EN AUTRICHE ET EN ALLEMAGNE

Dans notre examen comparatif de la question de l'artillerie à tir rapide en Europe, paru dans notre livraison de janvier, nous avons signalé l'imminence d'une décision en Hollande.

Cette décision est intervenue. La Hollande s'est arrêtée au matériel Krupp, que nos lecteurs connaissent.

La nouvelle organisation de l'artillerie attelée hollandaise comportera quatre régiments de deux groupes de trois batteries à six pièces et douze caissons. Pour chaque régiment, une batterie de dépôt à six pièces et douze caissons. Enfin, l'artillerie à cheval comportera deux batteries de même composition.

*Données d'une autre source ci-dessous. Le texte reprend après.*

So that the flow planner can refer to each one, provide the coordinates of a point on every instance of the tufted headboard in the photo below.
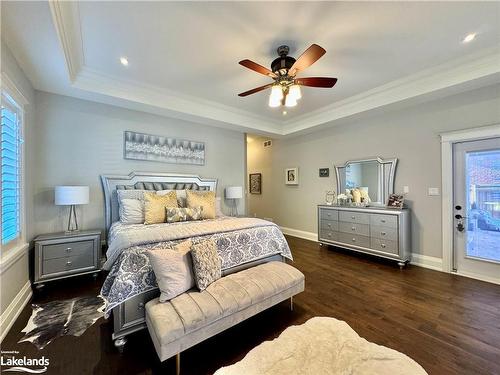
(147, 181)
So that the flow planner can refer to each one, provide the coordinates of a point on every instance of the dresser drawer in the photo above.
(328, 235)
(354, 217)
(63, 250)
(390, 221)
(354, 239)
(384, 233)
(68, 264)
(328, 214)
(354, 228)
(386, 246)
(330, 225)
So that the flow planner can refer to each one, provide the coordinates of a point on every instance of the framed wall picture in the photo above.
(292, 176)
(324, 172)
(395, 201)
(255, 183)
(139, 146)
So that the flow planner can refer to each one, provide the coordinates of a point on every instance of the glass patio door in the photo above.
(477, 208)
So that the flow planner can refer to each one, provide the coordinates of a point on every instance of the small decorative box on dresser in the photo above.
(378, 231)
(61, 255)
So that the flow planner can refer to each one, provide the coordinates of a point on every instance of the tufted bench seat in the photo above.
(194, 316)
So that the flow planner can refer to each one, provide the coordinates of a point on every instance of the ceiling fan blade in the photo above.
(257, 89)
(309, 57)
(316, 82)
(257, 68)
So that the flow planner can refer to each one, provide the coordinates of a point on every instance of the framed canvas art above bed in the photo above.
(139, 146)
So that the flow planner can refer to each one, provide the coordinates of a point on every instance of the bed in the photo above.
(242, 243)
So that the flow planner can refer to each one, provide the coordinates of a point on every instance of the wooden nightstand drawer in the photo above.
(63, 250)
(60, 255)
(68, 264)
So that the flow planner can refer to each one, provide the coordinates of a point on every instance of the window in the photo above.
(11, 170)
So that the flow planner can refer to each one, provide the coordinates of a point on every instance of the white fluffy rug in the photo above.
(322, 346)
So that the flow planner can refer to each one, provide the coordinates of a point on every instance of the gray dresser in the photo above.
(61, 255)
(378, 231)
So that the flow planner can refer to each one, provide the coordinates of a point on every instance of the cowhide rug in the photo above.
(322, 346)
(59, 318)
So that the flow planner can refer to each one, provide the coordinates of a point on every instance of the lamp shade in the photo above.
(234, 192)
(68, 195)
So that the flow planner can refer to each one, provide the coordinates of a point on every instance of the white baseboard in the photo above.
(12, 312)
(300, 234)
(427, 261)
(494, 280)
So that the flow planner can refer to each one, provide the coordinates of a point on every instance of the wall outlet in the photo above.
(433, 191)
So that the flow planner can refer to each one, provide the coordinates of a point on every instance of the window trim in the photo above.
(14, 97)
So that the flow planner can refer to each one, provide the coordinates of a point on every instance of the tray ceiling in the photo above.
(183, 55)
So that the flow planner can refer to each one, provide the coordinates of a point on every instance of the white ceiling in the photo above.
(184, 55)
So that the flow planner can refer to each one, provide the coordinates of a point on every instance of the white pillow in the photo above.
(181, 196)
(173, 270)
(132, 211)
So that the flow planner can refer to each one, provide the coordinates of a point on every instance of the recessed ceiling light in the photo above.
(469, 38)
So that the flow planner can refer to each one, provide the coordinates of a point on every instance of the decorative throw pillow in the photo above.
(132, 211)
(181, 196)
(206, 263)
(173, 270)
(205, 199)
(176, 214)
(154, 206)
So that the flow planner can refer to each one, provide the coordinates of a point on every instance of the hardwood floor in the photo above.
(448, 324)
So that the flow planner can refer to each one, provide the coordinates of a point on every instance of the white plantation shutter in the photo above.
(11, 170)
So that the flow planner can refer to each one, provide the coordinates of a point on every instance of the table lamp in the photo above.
(71, 196)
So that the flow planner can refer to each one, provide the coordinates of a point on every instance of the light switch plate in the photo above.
(433, 191)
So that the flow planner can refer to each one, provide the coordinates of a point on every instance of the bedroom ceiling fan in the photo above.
(285, 90)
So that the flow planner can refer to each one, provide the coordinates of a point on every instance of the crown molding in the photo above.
(66, 17)
(471, 71)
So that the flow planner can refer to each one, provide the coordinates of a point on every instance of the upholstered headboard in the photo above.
(147, 181)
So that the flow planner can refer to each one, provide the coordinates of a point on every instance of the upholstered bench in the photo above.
(194, 316)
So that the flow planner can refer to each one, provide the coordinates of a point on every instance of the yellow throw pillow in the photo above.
(205, 199)
(154, 206)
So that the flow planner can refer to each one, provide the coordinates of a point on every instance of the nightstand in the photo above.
(61, 255)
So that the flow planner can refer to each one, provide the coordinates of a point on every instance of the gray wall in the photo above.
(16, 276)
(77, 140)
(410, 134)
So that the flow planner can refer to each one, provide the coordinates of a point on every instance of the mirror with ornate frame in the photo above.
(373, 176)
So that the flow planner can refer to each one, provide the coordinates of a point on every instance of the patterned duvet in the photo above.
(131, 274)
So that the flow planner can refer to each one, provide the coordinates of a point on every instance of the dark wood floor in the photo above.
(449, 324)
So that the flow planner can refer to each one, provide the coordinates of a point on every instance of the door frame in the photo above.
(448, 226)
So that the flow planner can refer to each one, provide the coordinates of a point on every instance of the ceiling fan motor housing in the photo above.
(282, 64)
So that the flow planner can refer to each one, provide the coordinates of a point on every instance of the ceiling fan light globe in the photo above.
(290, 101)
(277, 93)
(294, 92)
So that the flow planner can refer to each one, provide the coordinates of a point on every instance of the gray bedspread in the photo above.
(131, 273)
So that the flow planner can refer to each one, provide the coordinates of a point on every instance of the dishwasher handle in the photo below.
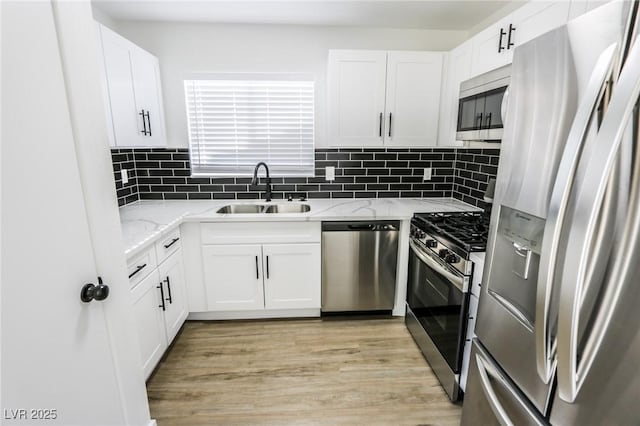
(362, 226)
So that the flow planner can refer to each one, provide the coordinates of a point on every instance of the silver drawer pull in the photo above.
(175, 240)
(526, 254)
(138, 269)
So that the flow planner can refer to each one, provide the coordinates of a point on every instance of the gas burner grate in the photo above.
(469, 230)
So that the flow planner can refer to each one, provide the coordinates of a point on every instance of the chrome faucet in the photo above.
(254, 181)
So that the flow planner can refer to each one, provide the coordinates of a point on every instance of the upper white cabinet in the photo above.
(133, 96)
(457, 69)
(493, 47)
(383, 98)
(357, 82)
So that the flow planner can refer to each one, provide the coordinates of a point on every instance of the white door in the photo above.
(149, 321)
(458, 69)
(414, 80)
(356, 81)
(126, 120)
(233, 277)
(146, 84)
(57, 358)
(292, 276)
(175, 296)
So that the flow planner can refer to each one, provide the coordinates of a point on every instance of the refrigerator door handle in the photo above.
(545, 349)
(494, 403)
(586, 212)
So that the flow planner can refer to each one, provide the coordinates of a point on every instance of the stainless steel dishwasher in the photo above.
(359, 263)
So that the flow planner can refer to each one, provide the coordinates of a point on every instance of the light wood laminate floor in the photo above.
(298, 372)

Le ministre de la guerre a expliqué que l'on faisait provisoirement abstraction de batteries réduites, à quatre ou à trois pièces, aucune expérience décisive ne pouvant être invoquée en leur faveur. Si, ultérieurement, cette diminution du nombre des pièces de la batterie est reconnue avantageuse, il sera facile d'y procéder.

La Hollande a été amenée à adopter le recul sur affût, non seulement par les nécessités de la défense nationale, mais parce qu'un large emploi de ses batteries actuelles, datant de 1878, avait entraîné leur usure excessive. D'une façon ou d'une autre, il fallait les remplacer. La Hollande profite des circonstances pour se mettre au bénéfice des derniers progrès techniques.

Les premières études remontent à 1895. Toutefois, c'est en 1900 seulement que des essais furent sérieusement entrepris, selon un programme nettement déterminé. Celui-ci demandait

que les expériences portassent sur la qualité de l'appareil de fermeture, la charge, les moyens de pointage, le fonctionnement des freins, la munition, les qualités balistiques des modèles présentés.

Trois constructeurs prirent part au concours Schneider, Cockerill et Krupp. Les essais eurent lieu à Scheveningue, à Oldebroek et à Immetjeshorn. 1625 coups furent tirés, dont 741 par le canon Cockerill, 669 par le canon Krupp, 215 par le canon Schneider. Les représentants des trois maisons assistèrent aux épreuves. Outre les tirs, il y eut une courte épreuve de marche.

La munition Krupp fut jugée la meilleure.

La commission ne crut pas pouvoir prononcer en faveur du canon ni de l'affût de Schneider et Cie, ses reproches s'adressant soit au frein hydro-pneumatique, soit à la fermeture, soit au déplacement latéral sur l'affût.

Les constructions de Krupp et de Cockerill furent déclarées très bonnes, avec toutefois une supériorité de la première.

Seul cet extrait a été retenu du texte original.